A 2010 early-retirement incentive program ushered thousands of state workers off the payroll, but the share of employees nearing the exit has since climbed.

In October, the Michigan Civil Service Commission held a job fair at the Michigan State Police Training Academy in Dimondale. A big selling point was numerous job openings due to expected retirements and the commission is planning another such event.

Departments with technical oversight roles are among those expected to feel the effects of retirements. Over the next five years, two out of every five workers in the state departments of Agriculture & Rural Development, Environmental Quality, and Licensing & Regulatory Affairs will be eligible for retirement.

Grand Rapids
2 to face trial for abusing young boy charged in killing

GRAND RAPIDS, Mich. (AP) — The mother and stepfather of a 12-year-old boy accused of murder in the Grand Rapids area are scheduled for trial March 23 on child abuse charges.

They’re accused of striking the boy with an extension cord, months before he was charged with killing a 9-year-old boy at a Kentwood playground. The Grand Rapids Press reports the mother says the stepfather abused him.

A psychiatric expert said last month the 12-year-old is incompetent to stand trial. The opinion from an expert hired by the boy’s defense attorney conflicts with a state expert’s finding.
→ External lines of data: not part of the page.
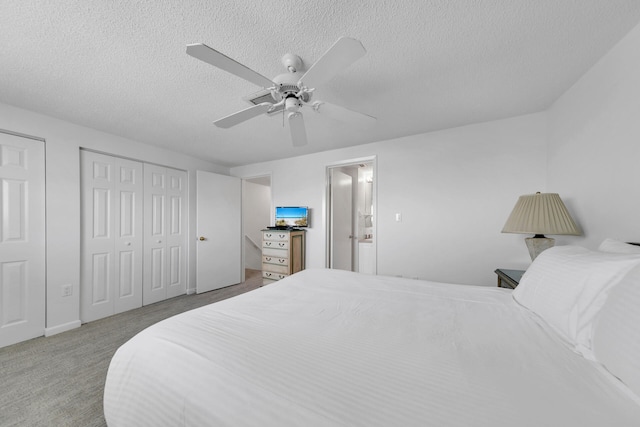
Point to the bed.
(335, 348)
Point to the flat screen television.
(292, 216)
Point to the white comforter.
(333, 348)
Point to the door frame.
(41, 326)
(242, 212)
(327, 203)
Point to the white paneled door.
(22, 239)
(219, 219)
(112, 239)
(341, 220)
(165, 234)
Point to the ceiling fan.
(292, 90)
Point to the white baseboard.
(61, 328)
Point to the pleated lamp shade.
(540, 214)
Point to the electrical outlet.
(67, 290)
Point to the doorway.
(256, 216)
(351, 198)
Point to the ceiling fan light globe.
(292, 104)
(292, 62)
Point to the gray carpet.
(59, 380)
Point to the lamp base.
(537, 245)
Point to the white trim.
(62, 328)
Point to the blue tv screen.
(292, 216)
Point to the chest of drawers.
(283, 253)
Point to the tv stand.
(283, 253)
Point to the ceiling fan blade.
(243, 115)
(298, 132)
(343, 53)
(342, 114)
(211, 56)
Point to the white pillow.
(617, 247)
(567, 285)
(616, 332)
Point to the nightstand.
(508, 278)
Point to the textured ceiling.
(121, 67)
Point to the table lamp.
(540, 214)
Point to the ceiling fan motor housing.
(287, 86)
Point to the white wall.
(256, 215)
(63, 142)
(594, 146)
(454, 188)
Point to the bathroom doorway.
(256, 215)
(351, 197)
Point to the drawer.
(275, 244)
(269, 275)
(275, 236)
(278, 253)
(275, 260)
(272, 268)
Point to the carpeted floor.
(58, 381)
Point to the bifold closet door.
(165, 237)
(22, 239)
(112, 238)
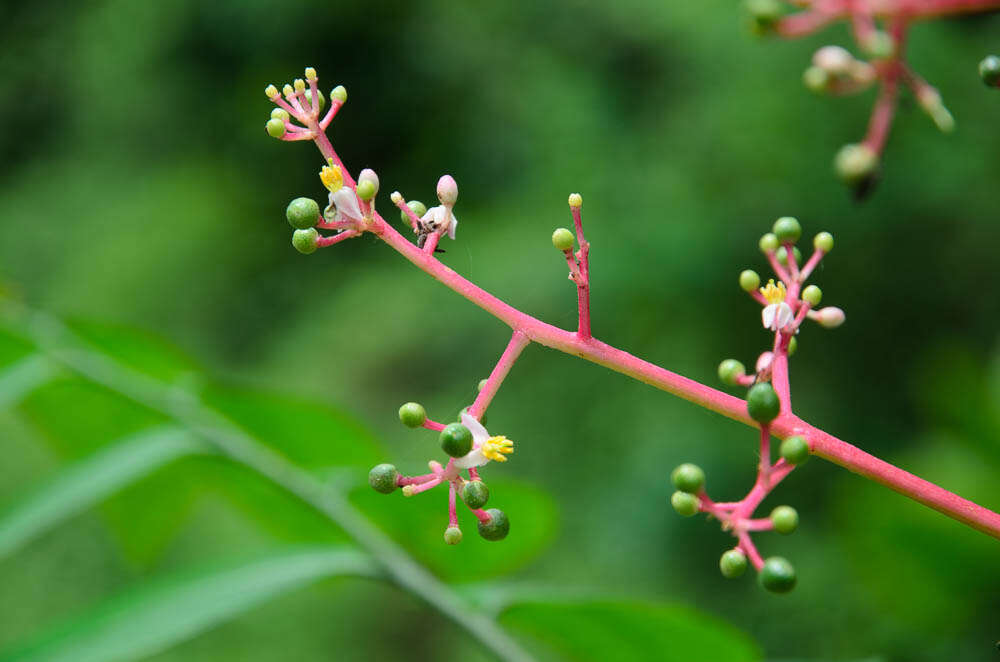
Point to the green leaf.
(24, 376)
(418, 523)
(598, 630)
(81, 485)
(164, 612)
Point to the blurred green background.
(139, 191)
Michael Verkerke was killed in August at a playground in Kentwood.

The Associated Press isn’t naming the 12-year-old because of his age and isn’t naming the mother and stepfather to avoid identifying the boy.

Vienna Township
Police closing case of 1970 death of girl, 16

VIENNA TOWNSHIP, Mich. (AP) — Police are closing the case of the 1970 strangulation death of a 16-year-old girl who vanished from a home where she was babysitting in Flint and whose body was dumped on a farm.
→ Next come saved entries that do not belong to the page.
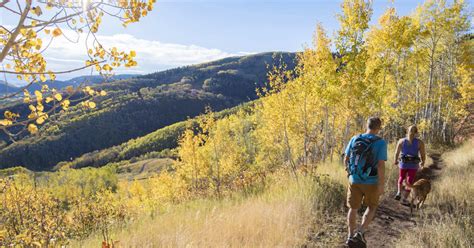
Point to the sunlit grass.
(447, 220)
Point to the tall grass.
(281, 216)
(448, 218)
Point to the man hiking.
(365, 158)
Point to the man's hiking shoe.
(349, 243)
(407, 204)
(398, 196)
(358, 241)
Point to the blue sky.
(183, 32)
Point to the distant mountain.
(137, 106)
(7, 88)
(84, 80)
(61, 84)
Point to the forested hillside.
(137, 106)
(265, 172)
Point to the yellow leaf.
(58, 97)
(42, 78)
(40, 120)
(57, 32)
(37, 10)
(5, 122)
(40, 108)
(32, 128)
(70, 89)
(91, 104)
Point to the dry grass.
(448, 218)
(280, 217)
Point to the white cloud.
(152, 55)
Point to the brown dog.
(419, 191)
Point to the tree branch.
(11, 41)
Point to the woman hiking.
(412, 157)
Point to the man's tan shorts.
(358, 192)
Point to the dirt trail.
(390, 221)
(392, 218)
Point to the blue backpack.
(361, 159)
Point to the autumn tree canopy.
(38, 23)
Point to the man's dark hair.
(374, 123)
The Flint Journal reports  city police are officially closing a homicide investigation into the death of Jan Logsdon, whose body was found in Genesee County’s Vienna Township.
John Henry Harrison, who lived next door to a home where Logsdon was babysitting, was arrested for first-degree murder and convicted in 1971. The murder charge against him was dismissed and his conviction set aside, however, following blood testing.

Harrison was released in 1979. He maintained his innocence and died in 2013.
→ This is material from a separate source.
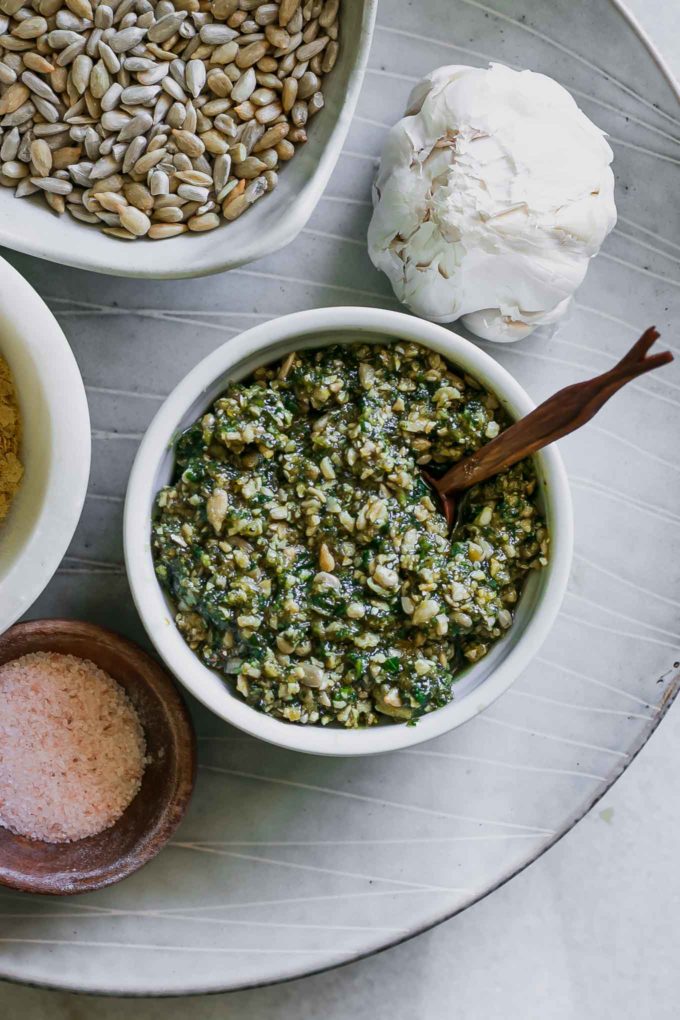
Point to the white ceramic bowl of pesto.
(54, 451)
(482, 682)
(28, 225)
Logsdon’s slaying was classified as unsolved. Flint Police Sgt. Greg Hosmer says no other suspect emerged.

Lansing
Bills would codify emergency rules for charity poker

LANSING, Mich. (AP) — New legislation would let charitable gambling events continue in Michigan once emergency rules expire this summer.

Republicans Sen. Rick Jones of Grand Ledge and Rep. Tom Barrett of Potterville say their bills would put into law emergency rules in place since a judge barred the Michigan Gaming Control Board from enforcing other rules restricting the activities.

The Michigan Charitable Gaming Association and several charities sued last year to block enforcement of the rules, which they say will cost millions of dollars in revenue. Gov. Rick Snyder’s administration says charity poker rooms have run amok and need tighter oversight.

Both sides are awaiting a ruling from the Court of Appeals.

The gambling board has said it has no intention of shutting down licensing when the emergency rules expire in July.

St. Clair Shores
Woman’s family wins appeal in Kroger lawsuit 

ST. CLAIR SHORES, Mich. (AP) — The Michigan appeals court has reinstated a lawsuit over the death of a Kroger customer who tripped on a hose.

In a 2-1 decision, the court says it can’t be “seriously disputed” that a garden hose near a store entrance is unexpected.

Karen MacAskill was dropped off at a Kroger store in St. Clair Shores in August 2012. The 69-year-old tripped on a hose and later suffered a fatal heart attack linked to her injuries.

The hose was partially covered by a mat while a 16-year-old bagger was watering flowers outside the store. Appeals Judge Pat Donofrio disagreed with the majority and said the hose should have been obvious to MacAskill because an employee was watering plants.

The case now returns to Macomb County Circuit Court.